Calculating derivatives for backpropagation in 2-layer Neural Network

228 Views Asked by At

I am trying to calculate derivatives for backpropagation in 2-layer Neural Network using 3Blue1Brown video here to bulid Neural Network from here with sigmoid activation function.

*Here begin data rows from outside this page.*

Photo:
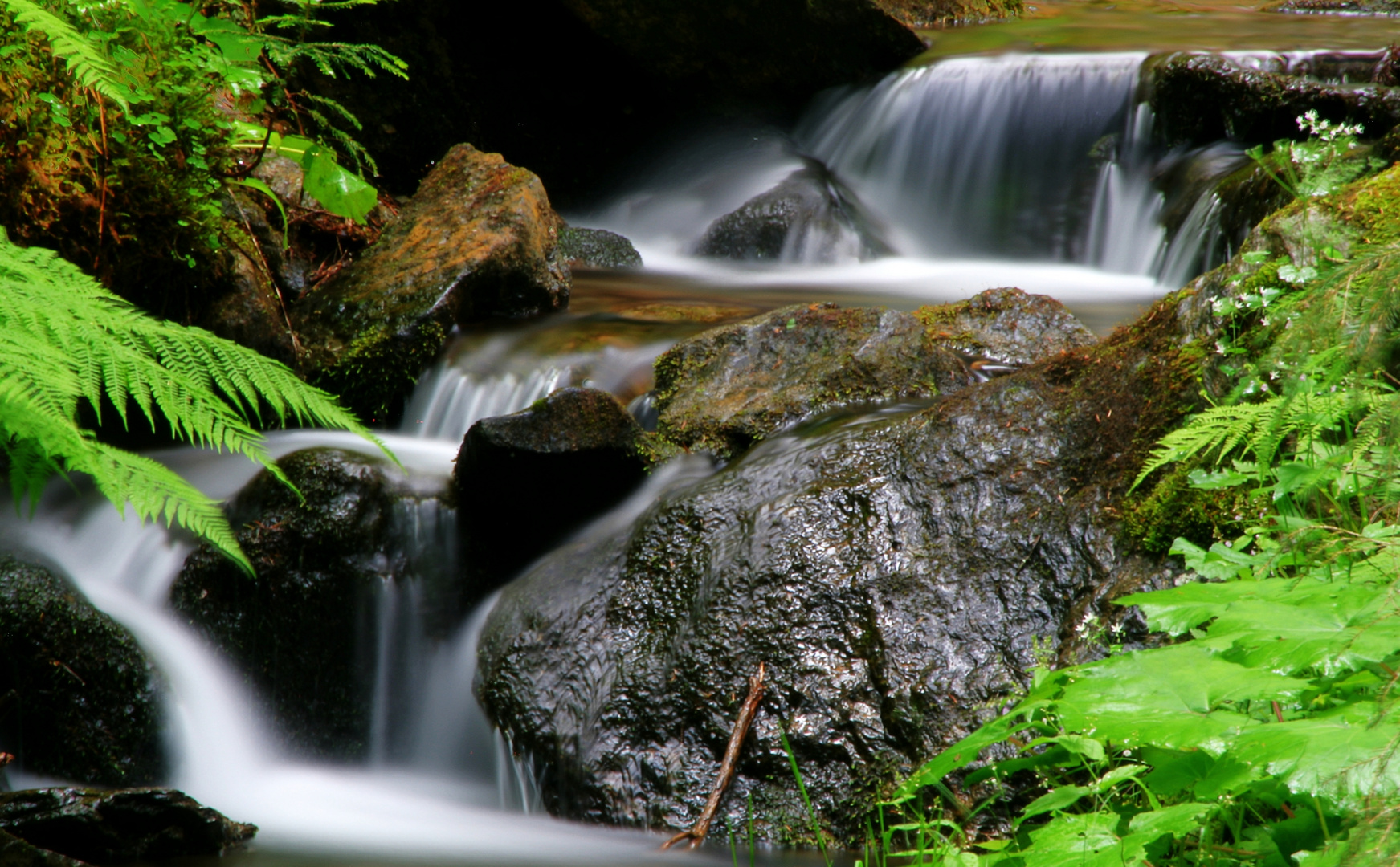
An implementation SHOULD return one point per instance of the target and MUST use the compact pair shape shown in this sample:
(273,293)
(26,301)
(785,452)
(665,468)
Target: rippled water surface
(1162,26)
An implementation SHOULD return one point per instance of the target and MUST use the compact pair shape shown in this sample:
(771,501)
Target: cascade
(973,171)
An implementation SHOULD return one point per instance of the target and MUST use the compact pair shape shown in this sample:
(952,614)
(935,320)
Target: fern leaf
(66,340)
(86,60)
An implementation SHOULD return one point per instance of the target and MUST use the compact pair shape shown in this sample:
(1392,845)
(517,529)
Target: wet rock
(808,217)
(923,14)
(898,574)
(303,629)
(76,695)
(734,385)
(597,249)
(478,241)
(1006,325)
(525,482)
(124,825)
(17,853)
(1200,98)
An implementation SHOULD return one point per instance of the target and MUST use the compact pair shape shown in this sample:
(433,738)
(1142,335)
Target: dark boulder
(808,217)
(478,241)
(76,695)
(1007,326)
(734,385)
(597,249)
(303,629)
(525,482)
(124,825)
(17,853)
(898,574)
(1202,98)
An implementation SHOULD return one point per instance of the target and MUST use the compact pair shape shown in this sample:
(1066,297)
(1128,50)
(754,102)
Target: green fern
(84,58)
(66,340)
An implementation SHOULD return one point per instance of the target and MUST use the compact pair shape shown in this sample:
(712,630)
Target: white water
(1019,169)
(443,804)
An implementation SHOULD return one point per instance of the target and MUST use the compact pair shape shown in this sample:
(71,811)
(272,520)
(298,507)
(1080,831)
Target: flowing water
(1019,169)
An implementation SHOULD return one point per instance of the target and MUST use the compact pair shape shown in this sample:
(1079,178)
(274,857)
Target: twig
(731,759)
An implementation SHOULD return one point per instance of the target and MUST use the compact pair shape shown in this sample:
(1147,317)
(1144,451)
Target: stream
(1028,169)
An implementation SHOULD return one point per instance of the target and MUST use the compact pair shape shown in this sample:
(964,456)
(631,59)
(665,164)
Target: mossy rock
(76,694)
(895,572)
(124,825)
(478,241)
(527,480)
(597,249)
(1203,98)
(301,631)
(735,385)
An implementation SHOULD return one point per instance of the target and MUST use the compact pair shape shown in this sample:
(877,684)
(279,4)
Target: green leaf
(1168,697)
(1056,799)
(337,189)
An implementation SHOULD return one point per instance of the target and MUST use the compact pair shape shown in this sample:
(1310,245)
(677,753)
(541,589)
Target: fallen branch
(731,759)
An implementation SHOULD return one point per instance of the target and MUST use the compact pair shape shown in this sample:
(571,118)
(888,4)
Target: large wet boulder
(17,853)
(478,241)
(1202,98)
(731,386)
(525,482)
(808,217)
(124,825)
(898,574)
(303,629)
(76,694)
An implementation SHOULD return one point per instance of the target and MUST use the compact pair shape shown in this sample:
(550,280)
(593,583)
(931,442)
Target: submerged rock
(17,853)
(124,825)
(597,249)
(76,695)
(478,241)
(303,629)
(808,217)
(525,482)
(898,574)
(1202,98)
(731,386)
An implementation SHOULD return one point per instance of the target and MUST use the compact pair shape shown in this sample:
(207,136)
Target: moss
(378,369)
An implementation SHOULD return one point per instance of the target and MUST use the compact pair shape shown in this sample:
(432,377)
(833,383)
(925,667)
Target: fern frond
(84,59)
(66,340)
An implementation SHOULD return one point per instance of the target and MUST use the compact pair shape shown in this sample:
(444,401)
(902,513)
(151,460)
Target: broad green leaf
(1168,697)
(1084,841)
(337,189)
(1179,820)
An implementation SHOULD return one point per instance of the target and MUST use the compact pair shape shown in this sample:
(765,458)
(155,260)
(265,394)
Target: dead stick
(731,759)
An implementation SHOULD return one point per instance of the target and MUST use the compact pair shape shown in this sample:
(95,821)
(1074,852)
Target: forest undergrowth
(1262,727)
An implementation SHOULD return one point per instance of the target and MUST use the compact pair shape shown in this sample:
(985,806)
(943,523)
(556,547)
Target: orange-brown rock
(478,241)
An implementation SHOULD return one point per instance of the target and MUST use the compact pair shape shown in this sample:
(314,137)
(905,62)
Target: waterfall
(441,803)
(1017,169)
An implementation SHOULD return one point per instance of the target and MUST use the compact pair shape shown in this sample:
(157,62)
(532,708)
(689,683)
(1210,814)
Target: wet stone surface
(114,827)
(303,629)
(895,572)
(76,693)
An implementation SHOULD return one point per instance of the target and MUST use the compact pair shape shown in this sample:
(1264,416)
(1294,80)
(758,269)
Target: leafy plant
(1319,165)
(66,341)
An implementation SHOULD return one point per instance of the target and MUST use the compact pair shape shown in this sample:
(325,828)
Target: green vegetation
(1263,725)
(66,343)
(120,124)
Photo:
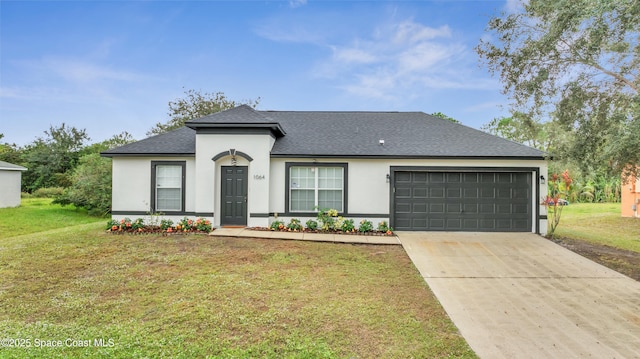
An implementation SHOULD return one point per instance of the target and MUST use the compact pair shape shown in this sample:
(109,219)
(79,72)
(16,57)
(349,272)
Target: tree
(50,158)
(10,152)
(521,128)
(91,180)
(195,105)
(443,116)
(91,185)
(576,63)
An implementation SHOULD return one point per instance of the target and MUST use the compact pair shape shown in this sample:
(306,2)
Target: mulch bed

My calculations are different from the second link and I don't know why. I obtain derivative for the last layer from this formula:

$\frac{Co}{dw_L} = \frac{z_L}{dw_L} \frac{a_L}{dz_L} \frac{Co}{da_L}$

and derivative for the first (second to last layer) from this formula:

$\frac{Co}{dw_{L-1}} = \frac{z_{L-1}}{dw_{L-1}} \frac{a_{L-1}}{dz_{L-1}} \frac{z_L}{da_{L-1}} \frac{a_L}{dz_L} \frac{Co}{da_L}$

where:

${Co}= (a_L - y)^2$

${z_L} = w_L*a_{L-1}$

${a_L} = \sigma(z_L)$

Summing it all up:

$\frac{Co}{dw_L} = \frac{z_L}{dw_L} \frac{a_L}{dz_L} \frac{Co}{da_L} = a_{L-1} * \sigma'(z_L) * 2*(a_L - y)$

$\frac{Co}{dw_{L-1}} = \frac{z_{L-1}}{dw_{L-1}} \frac{a_{L-1}}{dz_{L-1}} \frac{z_L}{da_{L-1}} \frac{a_L}{dz_L} \frac{Co}{da_L} = a_{L-2}* \sigma'(z_{L-1}) * \sigma'(w_L * a_{L-1}) * w_L$

  1. How did he get (2*(self.y - self.output) while I got (2*(self.output - self.y)? Where is my mistake?

  2. Why is the author doing sigmoid_derivative(self.output)?